Un pomeriggio, orario mediano, chatto di nascosto con un bravo scrittore in un social gremito di voci varie per ascoltare la risposta che andavo provocando “qui dentro, nessuno interessa a nessuno, un egodromo, questa è la verità e bisogna parlarsi dal vivo, occhi su occhi e bere e mangiare.. insieme.. ridere.. qui non funziona niente [riporto epurato il dialogo, valà]” insomma è stato come sentirmi dire di ricordarmi del mio passato, della coltivazione degli orti, che la scrittura in tempo di crisi è momento d’accatto d’amicizie e di favori, di amanti e bisogni fisiologici è sesso, cesso o vattelapesca.

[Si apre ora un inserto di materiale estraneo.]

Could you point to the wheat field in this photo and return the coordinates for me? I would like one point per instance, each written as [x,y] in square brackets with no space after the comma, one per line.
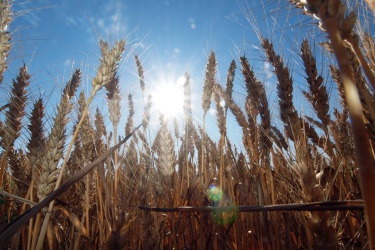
[300,182]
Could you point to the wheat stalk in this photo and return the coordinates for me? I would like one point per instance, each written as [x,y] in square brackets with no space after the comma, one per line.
[16,111]
[5,19]
[331,14]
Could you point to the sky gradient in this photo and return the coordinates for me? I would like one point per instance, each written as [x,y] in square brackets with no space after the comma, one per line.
[171,37]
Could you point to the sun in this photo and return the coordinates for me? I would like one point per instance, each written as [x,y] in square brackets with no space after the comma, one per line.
[168,98]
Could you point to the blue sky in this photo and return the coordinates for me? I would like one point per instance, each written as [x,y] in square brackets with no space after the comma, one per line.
[171,37]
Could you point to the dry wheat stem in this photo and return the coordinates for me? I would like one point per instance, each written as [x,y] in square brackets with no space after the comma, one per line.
[362,146]
[106,73]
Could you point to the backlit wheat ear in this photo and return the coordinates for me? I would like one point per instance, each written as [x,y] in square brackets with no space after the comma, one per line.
[14,115]
[339,28]
[54,150]
[288,113]
[140,73]
[209,82]
[130,122]
[318,95]
[229,84]
[108,64]
[37,140]
[5,19]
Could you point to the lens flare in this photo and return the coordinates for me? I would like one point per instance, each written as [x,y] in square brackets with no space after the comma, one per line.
[218,200]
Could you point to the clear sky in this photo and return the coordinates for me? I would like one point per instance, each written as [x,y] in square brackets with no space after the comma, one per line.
[171,37]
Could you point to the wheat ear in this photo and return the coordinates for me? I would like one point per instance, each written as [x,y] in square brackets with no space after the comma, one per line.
[105,74]
[5,19]
[15,113]
[209,83]
[331,14]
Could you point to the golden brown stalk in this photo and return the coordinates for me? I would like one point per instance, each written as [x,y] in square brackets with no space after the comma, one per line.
[166,155]
[229,84]
[54,151]
[221,122]
[188,127]
[209,82]
[106,72]
[140,73]
[257,103]
[318,96]
[288,113]
[369,48]
[371,4]
[14,115]
[130,122]
[331,14]
[5,19]
[37,140]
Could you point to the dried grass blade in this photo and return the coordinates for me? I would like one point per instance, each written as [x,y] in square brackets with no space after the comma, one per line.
[16,224]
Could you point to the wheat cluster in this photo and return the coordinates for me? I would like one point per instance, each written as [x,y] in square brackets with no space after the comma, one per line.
[181,188]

Si sa che non sono un moderato e parlarne, dirvene scrivendo, produrrà altri frantumi nel labile vaso di porcellana cinese che contiene questo personaggio che ininterrottamente miete vittime, una capra sacrificale che non perdona con l’insofferenza dell’abbandonato, evidenziando con strida, ormai, una realtà dei fatti in cui il pubblicare è sempre stato un miraggio per fasce sempre più consistenti della popolazione di scriventi.
Di fronte a questo non è d’aiuto avere obiettivi, assumendo di fatto la dottrina che sostiene che non abbiamo bisogno della visibilità autorale. Una forte asimmetria e questo grande disequilibrio, portano con sé, insieme all’insofferenza personale e alla rottura del patto col lettore, anche la nefasta conseguenza di produrre inefficienza letteraria.